Le thème central du collectif est le renouvellement de l’urbanisme, une pratique professionnelle qui a pris un certain « coup de vieux », 30 ans à peine après l’adoption de la LAU (Loi sur l’aménagement et l’urbanisme) au Québec. Après un texte introductif, la première section de l’ouvrage s’intitule Planification territoriale et métropolitaine et elle s’ouvre sur un texte rétrospectif de Marc-Urbain Proulx sur la question de la planification régionale. Cette section regroupe quatre articles au total. La deuxième partie du recueil réunit cinq textes sous le thème Villes et débats publics. Finalement, la problématique des projets urbains est abordée à partir de trois études de cas, soit la transformation des quartiers anciens à Paris et Boston, la planification des grandes infrastructures routières au Québec ainsi que le réaménagement du Vieux-Port de Montréal. En outre, un essai de « triangulation » des concepts est offert en guise de conclusion.
Pour des raisons essentiellement subjectives, les textes qui ont davantage retenu mon attention sont ceux de Louis Guay, de Mario Gauthier et de Sabine Courcier. Le texte de Guay est un tour d’horizon large des problématiques urbaines actuelles et il se révèle être un bon document d’introduction aux études urbaines. Le texte de Proulx joue un rôle semblable pour les études régionales, mais j’en connaissais déjà la teneur. Pour sa part, Gauthier fait le point sur les démarches participatives à Montréal dans la perspective de l’appui aux politiques de développement durable. D’ailleurs, les écrits de Jean Paré et ceux du tandem Trépanier et Alain complètent fort bien le propos. En tant qu’ancien Montréalais, j’ai apprécié la dimension informative de ce bloc d’articles. Au final, l’étude de Sabine Courcier revient sur un projet déjà ancien, soit le réaménagement du Vieux-Port de Montréal, en approfondissant au passage le concept d’effet structurant.
Dans l’ensemble, les résultats sont très intéressants : un livre aux accents vulgarisateurs contenant un bon nombre d’informations factuelles sur le Montréal de l’après-réforme et sur le contexte français, sans compter diverses études de cas révélatrices. Malgré tout, les textes focalisent fortement sur Montréal. Il n’y a rien de mal à traiter de la métropole québécoise qui constitue un laboratoire social et urbanistique riche.
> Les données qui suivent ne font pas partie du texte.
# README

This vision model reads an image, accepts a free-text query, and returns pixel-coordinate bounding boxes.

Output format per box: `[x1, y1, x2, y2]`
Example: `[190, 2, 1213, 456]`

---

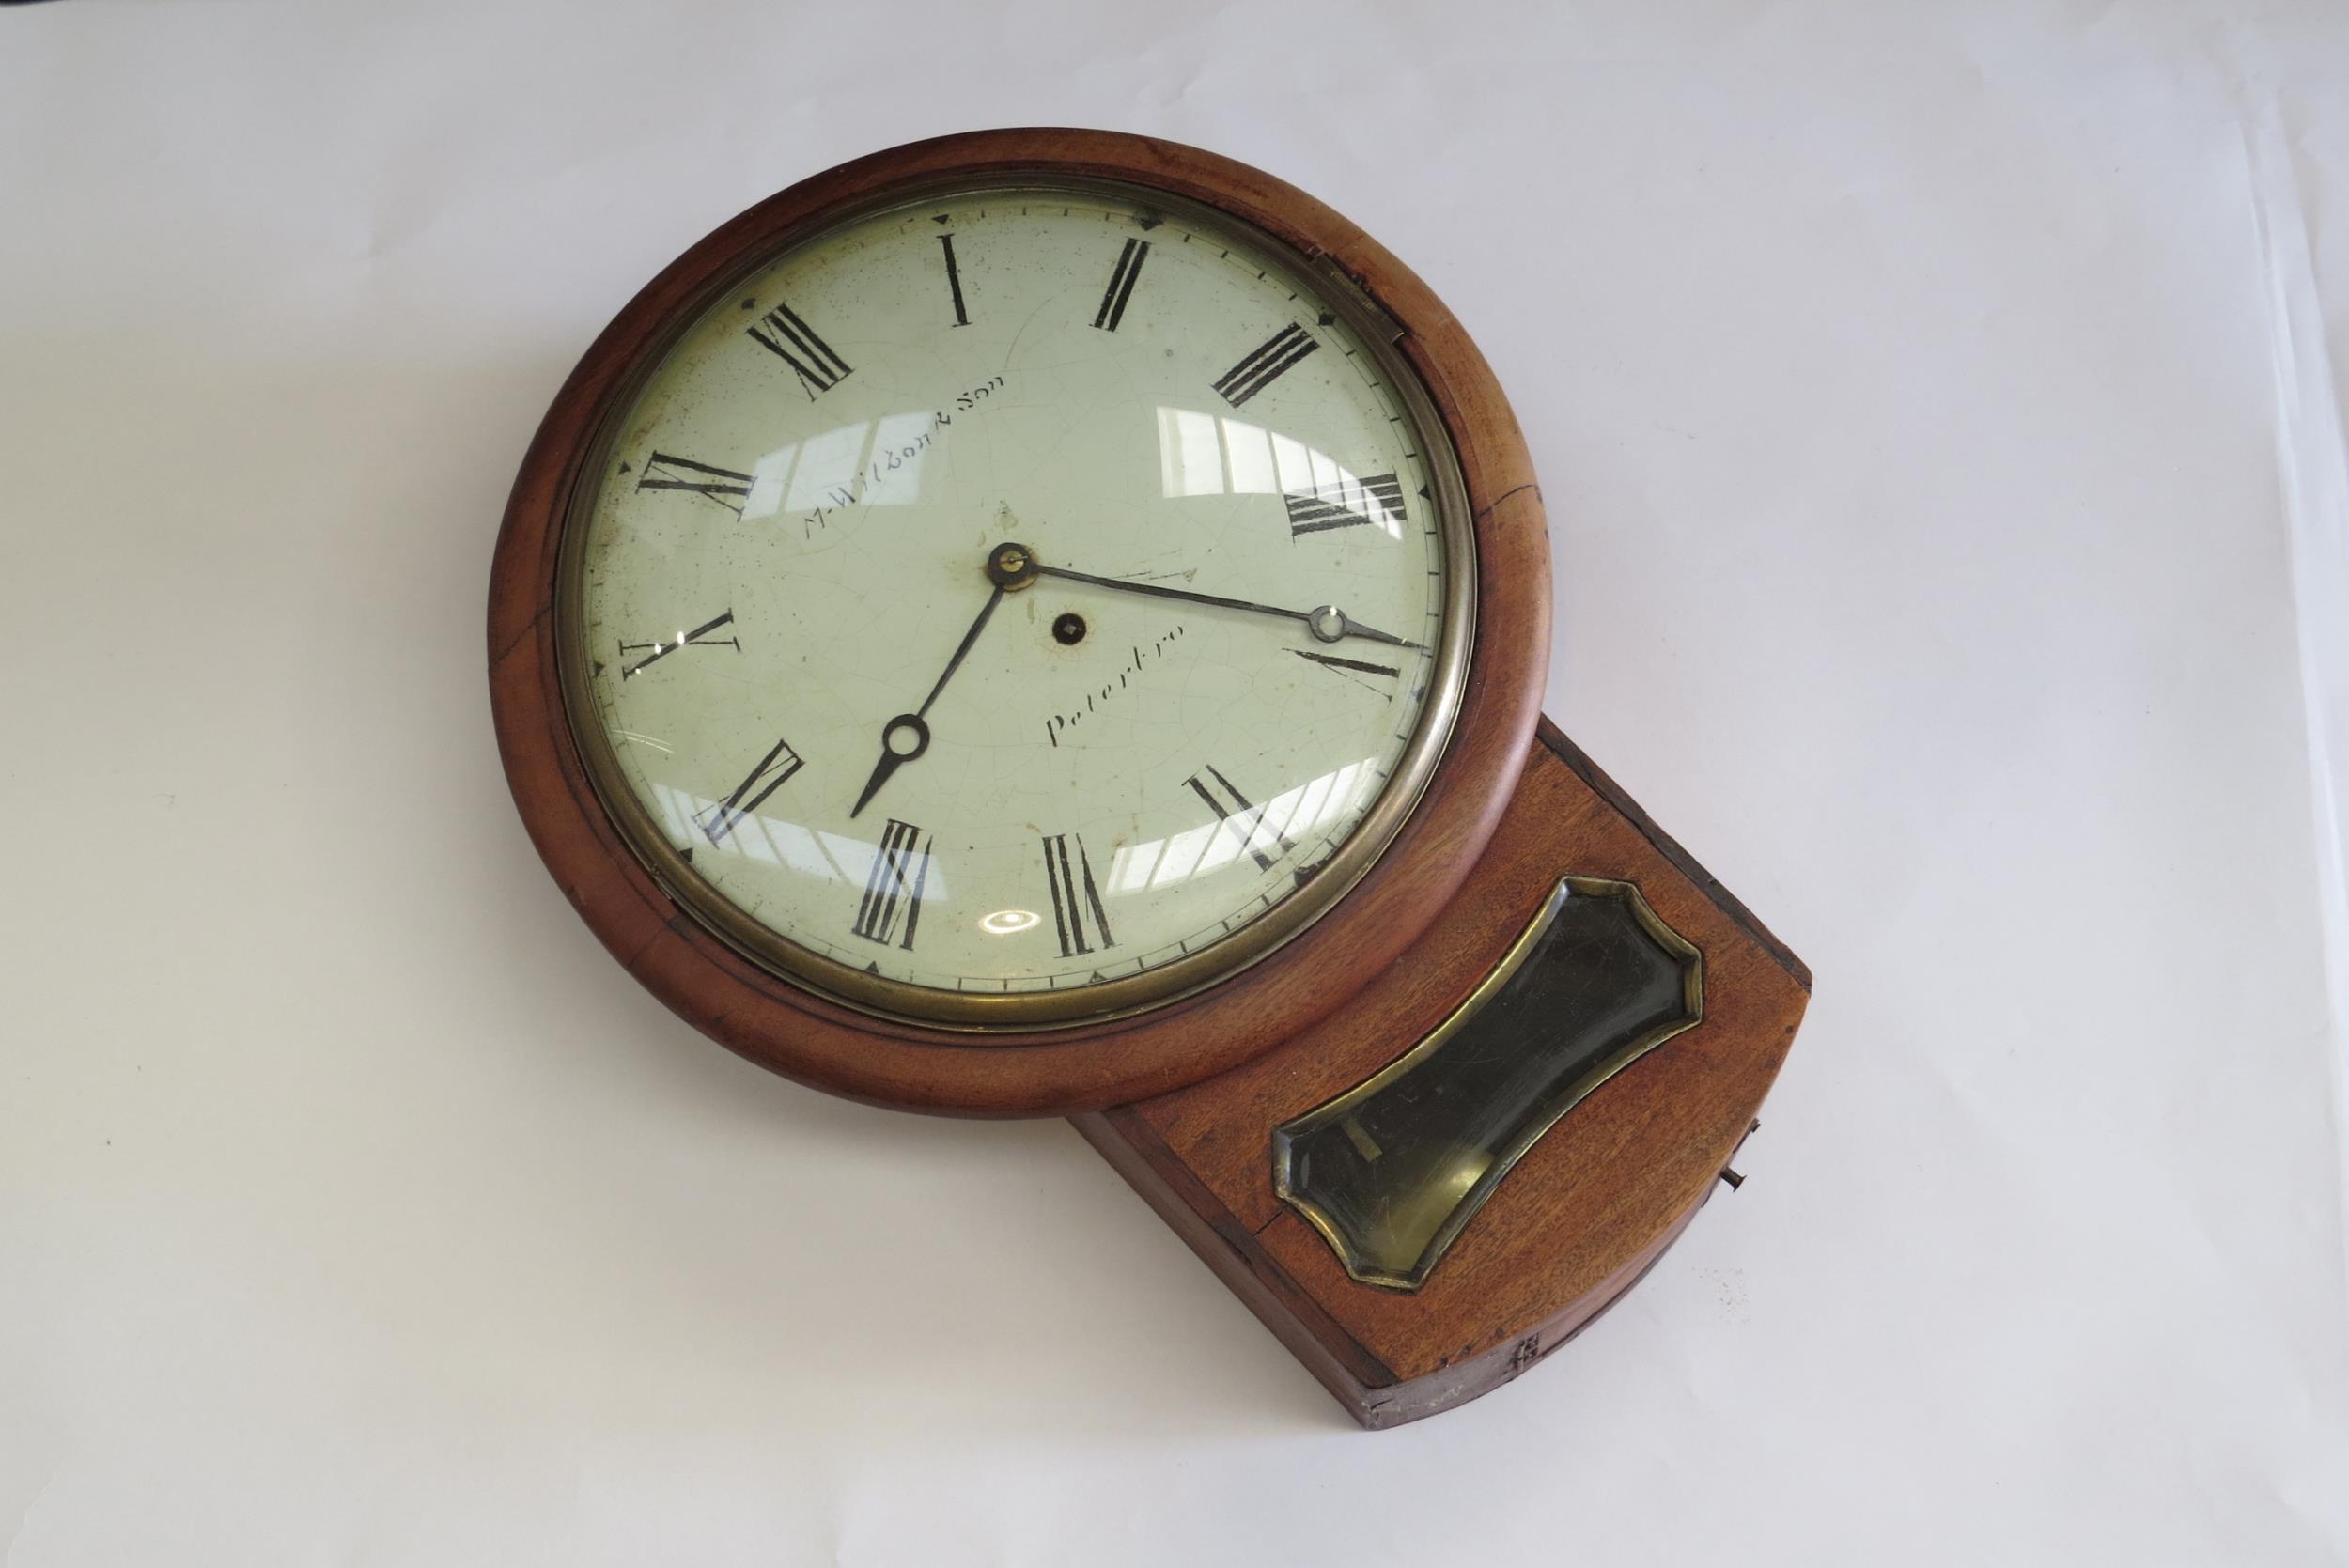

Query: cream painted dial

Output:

Toutefois, il est un peu surprenant de laisser de côté la ville de Québec alors que celle-ci connaît des bouleversements impressionnants, depuis une quinzaine d’années. Dans une moindre mesure, certaines villes moyennes s’illustrent comme sujets pertinents, en particulier Sherbrooke qui a pris le virage du développement durable. D’un point de vue critique, on peut aussi affirmer que l’ouvrage ne fournit pas véritablement de pistes en vue d’un renouvellement en profondeur de l’aménagement du territoire et de l’urbanisme.
En effet, bien que la conclusion du volume permette aux auteurs d’identifier quelques tendances, comme la multiplication des dispositifs participatifs et l’effet fédérateur du développement durable, celles-ci ne s’appliquent guère à l’extérieur des contextes métropolitains, selon moi. Les pratiques urbanistiques québécoises sont souvent peu innovantes et la participation des citoyens demeure très limitée en dehors de Montréal. Pour ce qui du développement durable, son application est timide dans les banlieues de même qu’au sein des moyennes et petites villes du Québec, soit des territoires qui sont fortement marqués par l’habitat pavillonnaire. Lorsqu’elles existent, les politiques de développement durable prennent généralement la voie de démarches parallèles à l’urbanisme, par exemple par l’intermédiaire de programmes de l’Agenda 21. En dépit des effets positifs, il y a alors gaspillage de temps et de ressources, sans compter le désaveu que cela constitue pour la discipline de Cerda.